Date: Monday, May 17, 2004
Time: 11:30 AM
Room: NAC 8/206 (Csc Dept. Conference Room)
Speaker: Michael D. Grossberg
The goal of computational vision is to be able to determine properties of a scene from images. Over the past decade algorithms have been developed that can recover 3D scene structure, determine material properties, recover the lighting of a scene, track objects in motion, and recognize objects such as faces. Our ability to determining scene properties assumes that we can interpret the relationship between the images a camera produces and a scene. This relationship depends on properties of the camera. This talk will present geometric as well as photometric models for cameras. These models make it possible to determine the properties of the camera from images. Insights from these models lead to methods for novel camera design. These models can also be used to describe projectors, since they can be considered dual to cameras. Using these models, a projector-camera system that can control the appearance of objects will be described. The models and systems in this talk have applications in vision, graphics as well as to human-computer interfaces.

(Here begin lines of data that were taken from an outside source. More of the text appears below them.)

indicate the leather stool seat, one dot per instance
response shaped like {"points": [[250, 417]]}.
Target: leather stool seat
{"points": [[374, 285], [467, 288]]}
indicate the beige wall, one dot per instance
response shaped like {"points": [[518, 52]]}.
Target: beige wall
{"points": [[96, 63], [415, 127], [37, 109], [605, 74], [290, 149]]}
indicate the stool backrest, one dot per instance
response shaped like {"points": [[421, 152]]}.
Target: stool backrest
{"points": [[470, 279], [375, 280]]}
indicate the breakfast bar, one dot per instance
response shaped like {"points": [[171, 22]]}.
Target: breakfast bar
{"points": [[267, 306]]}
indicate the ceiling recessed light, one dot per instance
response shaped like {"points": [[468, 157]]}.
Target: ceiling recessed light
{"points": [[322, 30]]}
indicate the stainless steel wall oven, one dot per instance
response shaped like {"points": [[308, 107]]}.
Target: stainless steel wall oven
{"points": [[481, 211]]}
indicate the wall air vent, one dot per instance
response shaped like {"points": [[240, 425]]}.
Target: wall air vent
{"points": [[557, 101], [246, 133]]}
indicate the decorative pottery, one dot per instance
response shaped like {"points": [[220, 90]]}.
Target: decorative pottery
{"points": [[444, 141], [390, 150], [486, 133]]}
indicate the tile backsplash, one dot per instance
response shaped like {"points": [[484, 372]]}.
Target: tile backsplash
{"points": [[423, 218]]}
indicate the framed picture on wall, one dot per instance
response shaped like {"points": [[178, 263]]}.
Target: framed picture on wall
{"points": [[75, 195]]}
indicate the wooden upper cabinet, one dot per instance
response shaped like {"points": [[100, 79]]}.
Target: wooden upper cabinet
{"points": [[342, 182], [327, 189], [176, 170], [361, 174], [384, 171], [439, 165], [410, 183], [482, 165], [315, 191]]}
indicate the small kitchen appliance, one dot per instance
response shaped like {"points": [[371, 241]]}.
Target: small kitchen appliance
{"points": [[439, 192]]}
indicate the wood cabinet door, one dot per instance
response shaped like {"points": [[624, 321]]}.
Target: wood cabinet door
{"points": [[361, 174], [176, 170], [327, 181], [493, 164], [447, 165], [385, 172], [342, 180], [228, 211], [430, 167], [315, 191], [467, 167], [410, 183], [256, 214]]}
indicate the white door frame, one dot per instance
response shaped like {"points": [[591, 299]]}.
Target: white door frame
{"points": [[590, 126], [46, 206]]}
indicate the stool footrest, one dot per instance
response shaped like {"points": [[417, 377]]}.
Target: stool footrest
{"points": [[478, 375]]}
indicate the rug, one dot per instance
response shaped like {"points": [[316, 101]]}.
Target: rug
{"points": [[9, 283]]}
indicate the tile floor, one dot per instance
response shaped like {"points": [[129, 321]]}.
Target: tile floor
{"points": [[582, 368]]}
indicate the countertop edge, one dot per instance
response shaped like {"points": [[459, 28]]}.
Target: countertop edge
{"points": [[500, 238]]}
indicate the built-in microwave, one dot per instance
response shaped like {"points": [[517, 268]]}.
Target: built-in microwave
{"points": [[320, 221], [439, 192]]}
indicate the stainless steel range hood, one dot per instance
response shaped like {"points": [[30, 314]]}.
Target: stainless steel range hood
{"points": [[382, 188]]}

Michael D. Grossberg is a Research Scientist with the Columbia Automated Vision Environment (CAVE), at Columbia University. He received his PhD in Mathematics from the Massachusetts Institute of Technology in 1991. His research in computer vision has included topics in the geometric and photometric modeling of cameras, and analyzing features for indexing. Dr. Grossberg was a Lecturer in the Computer Science Department at Columbia University. He was also a Ritt Assistant Professor of Mathematics at Columbia University. He has held postdoctoral fellowships at the Max Plank Institute for Mathematics in Bonn, and Hebrew University in Jerusalem. He has authored and coauthored papers that have appeared in ICCV, ECCV, CVPR. He has filed several U.S. and international patents for inventions related to computer vision.